USAID’s Elizabeth Richard, Deputy Chief of Mission and Mission Director Robert Wilson were joined by leaders from prominent anti-corruption bodies at the workshop launch.

By Jennifer O’Riordan

More than 130 junior employees from Yemeni government ministries have been recruited to combat corruption, with their first intensive training taking place on Jan. 7 and 8 in Sana’a.

The target audience – described as critical in fighting corruption – come from the ranks of public procurement, warehousing and financial auditing.

“This represents the start of a partnership towards implementation of the National Strategy for combating corruption, to root out corruption and prevent it,” said Ahmed Mohammed Al-Anis, Chair of the Supreme National Authority for Combating Corruption (SNACC), at the opening session.

The Peer Learning and Mentoring workshop, funded by the U.S. Agency for International Development (USAID), will run until the end of January. Counterpart’s Responsive Governance Project (RGP), which is carrying out the training workshop, is working with key government agencies in Yemen to fight corruption, strengthen financial management and accountability in government and promote civil society engagement among Yemini citizens.

Yemenis fighting corruption

Anti-corruption protests that began in February 2011 have become more focused in recent months. Protestors and workers in Yemen are increasingly demanding the dismissal of corporate and institution leaders linked with the corruption that has marred the country for decades.

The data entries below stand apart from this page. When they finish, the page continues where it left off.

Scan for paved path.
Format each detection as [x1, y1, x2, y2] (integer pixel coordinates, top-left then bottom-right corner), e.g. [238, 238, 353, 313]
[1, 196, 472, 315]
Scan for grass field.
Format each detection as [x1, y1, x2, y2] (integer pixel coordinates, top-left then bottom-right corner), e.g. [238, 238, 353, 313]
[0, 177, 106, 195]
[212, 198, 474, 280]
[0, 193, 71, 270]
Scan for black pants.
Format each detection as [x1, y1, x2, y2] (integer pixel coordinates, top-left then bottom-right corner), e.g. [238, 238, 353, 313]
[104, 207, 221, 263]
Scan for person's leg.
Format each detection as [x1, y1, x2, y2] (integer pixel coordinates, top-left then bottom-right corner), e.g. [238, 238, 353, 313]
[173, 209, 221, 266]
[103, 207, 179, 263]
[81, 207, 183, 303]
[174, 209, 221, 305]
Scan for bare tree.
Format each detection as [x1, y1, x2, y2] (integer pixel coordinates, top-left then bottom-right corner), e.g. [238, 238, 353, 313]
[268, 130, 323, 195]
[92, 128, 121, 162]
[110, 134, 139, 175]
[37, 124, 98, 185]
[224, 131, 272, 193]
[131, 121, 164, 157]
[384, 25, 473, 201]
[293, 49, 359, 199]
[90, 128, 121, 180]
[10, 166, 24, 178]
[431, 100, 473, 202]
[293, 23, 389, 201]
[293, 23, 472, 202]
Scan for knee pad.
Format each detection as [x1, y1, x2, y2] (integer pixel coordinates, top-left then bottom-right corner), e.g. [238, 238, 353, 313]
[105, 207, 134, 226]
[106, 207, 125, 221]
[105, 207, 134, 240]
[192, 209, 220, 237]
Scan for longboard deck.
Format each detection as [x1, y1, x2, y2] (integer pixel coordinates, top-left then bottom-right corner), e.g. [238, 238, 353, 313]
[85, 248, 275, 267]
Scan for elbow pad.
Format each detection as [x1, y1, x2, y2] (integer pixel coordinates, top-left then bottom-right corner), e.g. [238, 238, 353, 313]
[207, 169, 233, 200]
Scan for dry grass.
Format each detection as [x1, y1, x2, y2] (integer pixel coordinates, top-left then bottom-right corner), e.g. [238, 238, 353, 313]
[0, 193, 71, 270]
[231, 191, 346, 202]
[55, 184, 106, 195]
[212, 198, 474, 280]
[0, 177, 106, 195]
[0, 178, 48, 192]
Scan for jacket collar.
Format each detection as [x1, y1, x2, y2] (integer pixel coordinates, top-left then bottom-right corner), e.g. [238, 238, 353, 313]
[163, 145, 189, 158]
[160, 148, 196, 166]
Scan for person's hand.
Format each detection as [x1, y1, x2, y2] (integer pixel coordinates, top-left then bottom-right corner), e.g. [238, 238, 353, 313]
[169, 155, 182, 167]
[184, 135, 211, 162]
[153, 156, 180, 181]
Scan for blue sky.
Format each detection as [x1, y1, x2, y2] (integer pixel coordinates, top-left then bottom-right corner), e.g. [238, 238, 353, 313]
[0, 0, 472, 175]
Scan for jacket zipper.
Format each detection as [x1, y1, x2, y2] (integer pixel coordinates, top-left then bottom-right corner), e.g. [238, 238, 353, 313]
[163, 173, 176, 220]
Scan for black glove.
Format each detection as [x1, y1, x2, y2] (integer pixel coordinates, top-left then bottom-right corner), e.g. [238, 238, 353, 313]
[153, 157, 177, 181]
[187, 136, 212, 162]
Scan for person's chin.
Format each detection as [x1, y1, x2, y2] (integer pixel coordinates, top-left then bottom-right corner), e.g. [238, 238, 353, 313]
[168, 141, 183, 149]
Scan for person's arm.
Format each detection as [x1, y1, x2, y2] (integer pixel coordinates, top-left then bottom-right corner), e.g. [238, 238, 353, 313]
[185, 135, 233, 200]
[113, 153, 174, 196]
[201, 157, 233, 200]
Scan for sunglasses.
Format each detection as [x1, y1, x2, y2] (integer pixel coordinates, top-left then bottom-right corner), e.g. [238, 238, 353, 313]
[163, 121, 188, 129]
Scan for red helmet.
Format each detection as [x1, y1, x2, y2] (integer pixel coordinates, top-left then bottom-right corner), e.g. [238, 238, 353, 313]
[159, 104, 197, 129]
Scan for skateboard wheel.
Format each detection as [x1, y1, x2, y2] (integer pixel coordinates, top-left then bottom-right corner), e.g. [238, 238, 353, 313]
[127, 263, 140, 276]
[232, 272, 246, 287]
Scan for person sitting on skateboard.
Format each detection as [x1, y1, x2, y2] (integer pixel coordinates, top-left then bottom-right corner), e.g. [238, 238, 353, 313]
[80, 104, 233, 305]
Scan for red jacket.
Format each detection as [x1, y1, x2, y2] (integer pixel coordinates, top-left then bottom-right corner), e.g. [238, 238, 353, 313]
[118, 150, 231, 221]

In a number of focus group discussions, carried out by Counterpart as part of the project, corruption was cited as a major problem by those surveyed.

“The work you are beginning today is a good first step,” declared Elizabeth Richard, U.S. Deputy Chief of Mission, who attended the workshop launch. “In the next phase of the transition, the national Consensus Government and all Yeminis must address the problem of corruption head-on and I believe they are committed to the task.”

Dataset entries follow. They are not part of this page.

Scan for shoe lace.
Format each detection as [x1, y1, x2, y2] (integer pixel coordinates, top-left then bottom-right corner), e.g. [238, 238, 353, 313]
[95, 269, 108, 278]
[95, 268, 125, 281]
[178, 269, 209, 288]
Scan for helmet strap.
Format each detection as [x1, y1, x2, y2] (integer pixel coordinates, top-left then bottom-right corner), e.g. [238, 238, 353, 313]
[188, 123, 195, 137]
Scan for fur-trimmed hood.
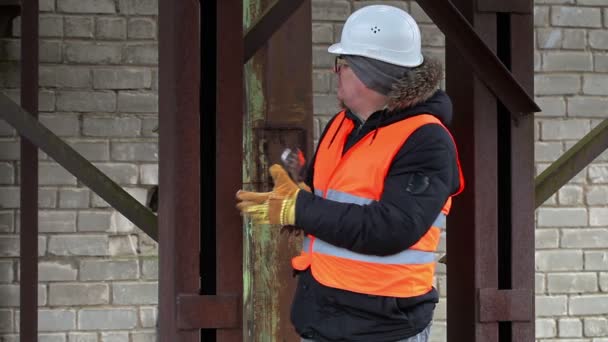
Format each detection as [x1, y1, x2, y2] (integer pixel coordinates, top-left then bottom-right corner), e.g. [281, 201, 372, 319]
[386, 56, 444, 112]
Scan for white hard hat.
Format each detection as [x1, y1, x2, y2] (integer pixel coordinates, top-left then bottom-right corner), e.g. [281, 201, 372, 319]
[328, 5, 423, 67]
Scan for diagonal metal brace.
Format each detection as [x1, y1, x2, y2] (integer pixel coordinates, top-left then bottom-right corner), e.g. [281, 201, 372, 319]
[417, 0, 540, 114]
[243, 0, 307, 62]
[0, 94, 158, 241]
[535, 118, 608, 208]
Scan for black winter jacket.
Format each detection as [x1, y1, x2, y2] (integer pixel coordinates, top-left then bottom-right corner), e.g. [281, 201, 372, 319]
[291, 90, 462, 342]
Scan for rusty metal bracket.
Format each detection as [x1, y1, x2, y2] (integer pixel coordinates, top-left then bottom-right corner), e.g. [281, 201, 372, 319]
[177, 294, 240, 330]
[0, 94, 159, 240]
[478, 288, 534, 322]
[243, 0, 307, 62]
[417, 0, 540, 114]
[477, 0, 532, 14]
[535, 118, 608, 208]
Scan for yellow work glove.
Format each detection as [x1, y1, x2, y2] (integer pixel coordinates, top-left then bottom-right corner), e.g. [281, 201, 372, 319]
[236, 164, 306, 226]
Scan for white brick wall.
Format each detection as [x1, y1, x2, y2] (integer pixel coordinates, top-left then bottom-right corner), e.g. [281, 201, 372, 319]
[0, 0, 607, 341]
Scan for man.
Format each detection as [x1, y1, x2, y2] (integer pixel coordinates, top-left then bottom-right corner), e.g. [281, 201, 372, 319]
[237, 5, 464, 342]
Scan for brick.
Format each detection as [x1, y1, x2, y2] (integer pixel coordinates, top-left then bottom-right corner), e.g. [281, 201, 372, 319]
[93, 68, 152, 90]
[420, 25, 444, 47]
[68, 333, 97, 342]
[77, 211, 111, 232]
[37, 334, 65, 342]
[40, 0, 55, 11]
[140, 307, 157, 328]
[313, 70, 332, 93]
[64, 16, 94, 38]
[38, 309, 76, 332]
[537, 28, 562, 49]
[0, 309, 12, 333]
[312, 0, 350, 21]
[40, 41, 62, 63]
[65, 42, 122, 64]
[39, 114, 80, 136]
[537, 318, 557, 338]
[80, 259, 139, 281]
[38, 188, 58, 208]
[101, 332, 128, 342]
[0, 141, 19, 160]
[570, 295, 608, 315]
[0, 39, 20, 61]
[535, 6, 550, 27]
[558, 185, 583, 205]
[140, 164, 158, 185]
[589, 164, 608, 183]
[535, 74, 580, 95]
[131, 332, 155, 342]
[0, 261, 13, 283]
[536, 295, 568, 316]
[536, 250, 583, 271]
[601, 273, 608, 292]
[117, 92, 158, 113]
[535, 141, 563, 162]
[78, 308, 137, 330]
[543, 51, 593, 71]
[547, 273, 597, 293]
[590, 208, 608, 226]
[141, 116, 158, 137]
[57, 0, 115, 13]
[112, 282, 157, 305]
[68, 140, 110, 161]
[39, 163, 77, 186]
[559, 318, 582, 338]
[39, 211, 76, 233]
[537, 207, 587, 227]
[0, 211, 14, 233]
[49, 283, 109, 306]
[58, 188, 90, 208]
[586, 186, 608, 205]
[0, 162, 14, 184]
[110, 142, 157, 162]
[578, 0, 608, 4]
[119, 0, 158, 15]
[0, 187, 19, 208]
[562, 228, 608, 248]
[589, 30, 608, 49]
[312, 23, 333, 43]
[313, 45, 333, 68]
[0, 285, 17, 306]
[562, 29, 586, 50]
[96, 17, 126, 40]
[124, 44, 158, 65]
[38, 261, 77, 281]
[141, 258, 158, 280]
[410, 2, 432, 23]
[56, 90, 116, 112]
[109, 235, 139, 256]
[82, 116, 141, 137]
[314, 94, 340, 115]
[110, 212, 135, 233]
[93, 163, 139, 185]
[536, 229, 560, 249]
[48, 235, 109, 256]
[582, 75, 608, 97]
[540, 119, 591, 140]
[128, 18, 156, 39]
[584, 317, 608, 337]
[551, 6, 602, 28]
[13, 15, 63, 38]
[0, 120, 15, 136]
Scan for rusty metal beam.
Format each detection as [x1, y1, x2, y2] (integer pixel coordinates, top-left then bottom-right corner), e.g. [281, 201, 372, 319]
[158, 0, 200, 340]
[478, 289, 534, 322]
[477, 0, 532, 14]
[177, 294, 240, 330]
[0, 94, 158, 241]
[535, 118, 608, 208]
[19, 0, 38, 340]
[216, 0, 244, 341]
[417, 0, 540, 115]
[243, 0, 307, 62]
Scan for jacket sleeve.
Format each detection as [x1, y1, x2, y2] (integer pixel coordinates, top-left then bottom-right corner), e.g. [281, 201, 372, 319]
[294, 124, 461, 256]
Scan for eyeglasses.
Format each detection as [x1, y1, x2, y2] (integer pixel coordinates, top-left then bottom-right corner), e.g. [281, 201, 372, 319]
[334, 56, 348, 73]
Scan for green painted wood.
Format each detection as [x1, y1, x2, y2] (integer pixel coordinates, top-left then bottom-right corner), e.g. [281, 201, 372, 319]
[0, 93, 158, 240]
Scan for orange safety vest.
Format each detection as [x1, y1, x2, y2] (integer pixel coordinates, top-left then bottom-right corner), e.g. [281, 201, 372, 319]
[292, 111, 464, 298]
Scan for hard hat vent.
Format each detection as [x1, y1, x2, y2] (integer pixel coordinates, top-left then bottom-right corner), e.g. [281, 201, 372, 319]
[371, 26, 380, 34]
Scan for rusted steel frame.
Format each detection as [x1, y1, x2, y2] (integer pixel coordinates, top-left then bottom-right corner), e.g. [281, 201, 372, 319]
[216, 0, 244, 340]
[19, 0, 38, 340]
[508, 12, 535, 342]
[0, 94, 158, 240]
[243, 0, 307, 62]
[177, 294, 240, 330]
[476, 0, 532, 14]
[478, 289, 534, 322]
[417, 0, 540, 115]
[535, 118, 608, 208]
[446, 2, 500, 341]
[158, 0, 201, 340]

The Peer Learning and Mentoring workshop compliments the National Anti-Corruption Strategy, which was released in 2010 by the SNACC.

This month’s training is only the first phase in a series of workshops that are expected to include almost 500 government employees along with representatives from civil society organizations, SNACC, the Central Organization for Control (COCA) and Audit and the High Tender Board (HTB).

The willing participation of Yemen’s most prominent anti-corruption bodies shows a great sense of belief and commitment to the initiative.

“The implementation of the National Anti-Corruption Strategy will not succeed unless we have everybody on board,” said Mr. Al-Anisi, SNACC Chairman. “This represents the start of a partnership towards implementation of the National Anti-Corruption Strategy for combating corruption, to root out corruption and prevent it.”

The training motivates key junior staff to protect public funds and combat corruption, highlighting the positive impact anti-corruption measures will have on Yemeni society.

In addition to SNACC’s Al-Anisi, other attendees of the Jan. 7 and 8 gathering included Dr. Abdulla Abdulla Al-Sanafi from COCA and Abdulmalek Ahmed Al-Anisi from the HTB. Twenty-two civil society organizations also attended the opening.